Congenital muscular dystrophy: merosin deficient form

Introduction

Overview

Congenital muscular dystrophies occur with a frequency of 1 in 20,000 births, with a prevalence of 1 in 100,000. They manifest as hypotonia and muscle atrophy at birth, but there is significant clinical and genetic variation. Merosin (laminin alpha-2, also known as LAMA2), is a component of the basal lamina in muscle that is tightly bound to the dystrophin-associated membrane complex, and is responsible for about half of the “classical” cases of congenital muscular dystrophy. Brain MRIs of these patients show diffuse white matter signal abnormality, but it does not affect cognition. In this article, the authors describe the clinical and molecular aspects of this disease. Implementation of new care standards, aids in diagnosis, and gene-based therapies that could likely improve the outcome of this disease will also be discussed.

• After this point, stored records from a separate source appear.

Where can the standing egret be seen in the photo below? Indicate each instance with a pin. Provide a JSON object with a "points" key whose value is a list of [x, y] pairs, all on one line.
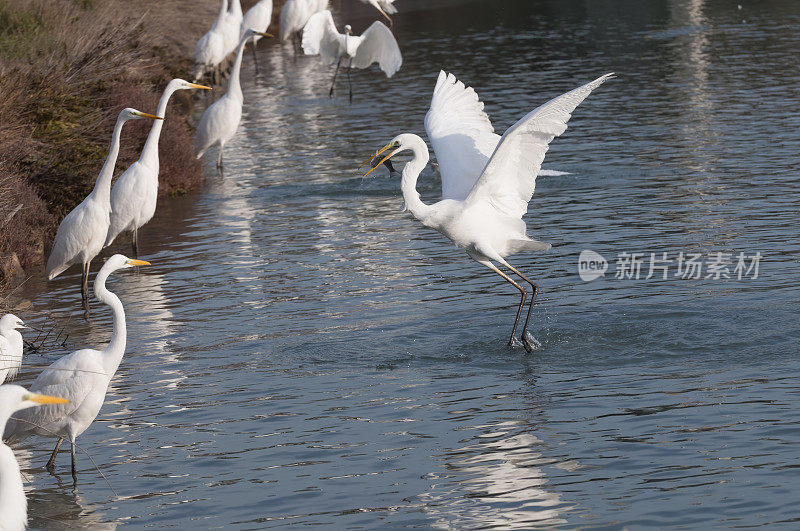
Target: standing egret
{"points": [[488, 223], [11, 346], [376, 45], [13, 505], [83, 231], [134, 196], [295, 14], [257, 17], [384, 6], [461, 135], [210, 49], [221, 120], [82, 377]]}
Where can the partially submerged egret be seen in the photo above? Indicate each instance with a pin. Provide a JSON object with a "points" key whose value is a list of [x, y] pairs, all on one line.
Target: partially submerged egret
{"points": [[13, 505], [488, 223], [11, 346], [221, 120], [82, 377], [375, 45], [134, 196], [83, 231]]}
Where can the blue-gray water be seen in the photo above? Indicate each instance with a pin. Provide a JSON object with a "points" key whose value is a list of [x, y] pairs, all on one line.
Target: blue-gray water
{"points": [[302, 352]]}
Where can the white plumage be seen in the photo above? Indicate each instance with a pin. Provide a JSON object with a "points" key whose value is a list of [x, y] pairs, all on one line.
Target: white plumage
{"points": [[488, 223], [82, 233], [11, 346], [295, 14], [13, 505], [134, 196], [82, 377]]}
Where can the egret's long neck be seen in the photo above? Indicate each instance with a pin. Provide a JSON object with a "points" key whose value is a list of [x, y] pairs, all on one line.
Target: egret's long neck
{"points": [[408, 183], [102, 187], [234, 87], [150, 150], [112, 354]]}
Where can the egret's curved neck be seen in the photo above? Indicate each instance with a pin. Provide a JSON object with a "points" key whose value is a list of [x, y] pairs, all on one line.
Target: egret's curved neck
{"points": [[150, 150], [112, 354], [234, 87], [408, 183], [102, 187]]}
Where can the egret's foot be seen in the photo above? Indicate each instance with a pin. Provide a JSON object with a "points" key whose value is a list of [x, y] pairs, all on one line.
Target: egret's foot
{"points": [[529, 342]]}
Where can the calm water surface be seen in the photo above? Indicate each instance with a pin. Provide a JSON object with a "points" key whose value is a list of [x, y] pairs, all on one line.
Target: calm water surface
{"points": [[302, 352]]}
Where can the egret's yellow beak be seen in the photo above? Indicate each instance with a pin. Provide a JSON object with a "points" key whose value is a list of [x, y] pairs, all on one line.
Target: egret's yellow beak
{"points": [[45, 399], [377, 154]]}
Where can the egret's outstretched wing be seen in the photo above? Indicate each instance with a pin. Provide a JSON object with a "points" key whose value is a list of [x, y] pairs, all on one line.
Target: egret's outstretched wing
{"points": [[378, 46], [321, 38], [508, 181], [461, 134]]}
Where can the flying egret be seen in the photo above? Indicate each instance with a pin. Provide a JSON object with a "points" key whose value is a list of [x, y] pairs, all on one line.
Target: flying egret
{"points": [[134, 196], [257, 17], [83, 231], [221, 120], [13, 505], [376, 45], [488, 223], [295, 14], [11, 346], [210, 49], [82, 377], [384, 6], [461, 135]]}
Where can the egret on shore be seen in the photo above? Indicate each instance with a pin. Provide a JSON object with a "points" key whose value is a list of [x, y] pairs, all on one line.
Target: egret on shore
{"points": [[13, 505], [134, 196], [295, 14], [384, 6], [488, 223], [258, 18], [83, 231], [11, 346], [82, 377], [375, 45], [221, 120], [210, 49], [461, 135]]}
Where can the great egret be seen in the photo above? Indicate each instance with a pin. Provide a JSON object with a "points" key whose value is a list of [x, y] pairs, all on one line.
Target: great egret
{"points": [[461, 135], [210, 49], [82, 377], [13, 505], [488, 223], [83, 231], [258, 18], [221, 120], [295, 14], [134, 196], [11, 346], [376, 45], [384, 6]]}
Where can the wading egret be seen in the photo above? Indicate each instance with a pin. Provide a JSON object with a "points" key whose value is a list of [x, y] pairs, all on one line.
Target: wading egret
{"points": [[376, 45], [11, 346], [13, 505], [83, 231], [488, 223], [134, 196], [384, 6], [82, 377], [221, 120], [210, 49], [295, 14], [461, 135]]}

Hereafter, the merosin deficient form of congenital muscular dystrophy will be referred to as LAMA2-related congenital muscular dystrophy (LAMA2-CMD) for the rest of the article.

Key points

• LAMA2 (merosin) is a component of the basal lamina of skeletal muscles, and is associated with the most frequent form of congenital muscular dystrophy.

• Elevated creatine kinase level and white matter signal abnormality on brain MRI are the hallmarks of this disorder.

• The availability of genetic testing has simplified and expedited the diagnosis of this disorder.

• Supportive treatment provides long-term clinical benefit.

• Gene-based research into putative treatments is ongoing.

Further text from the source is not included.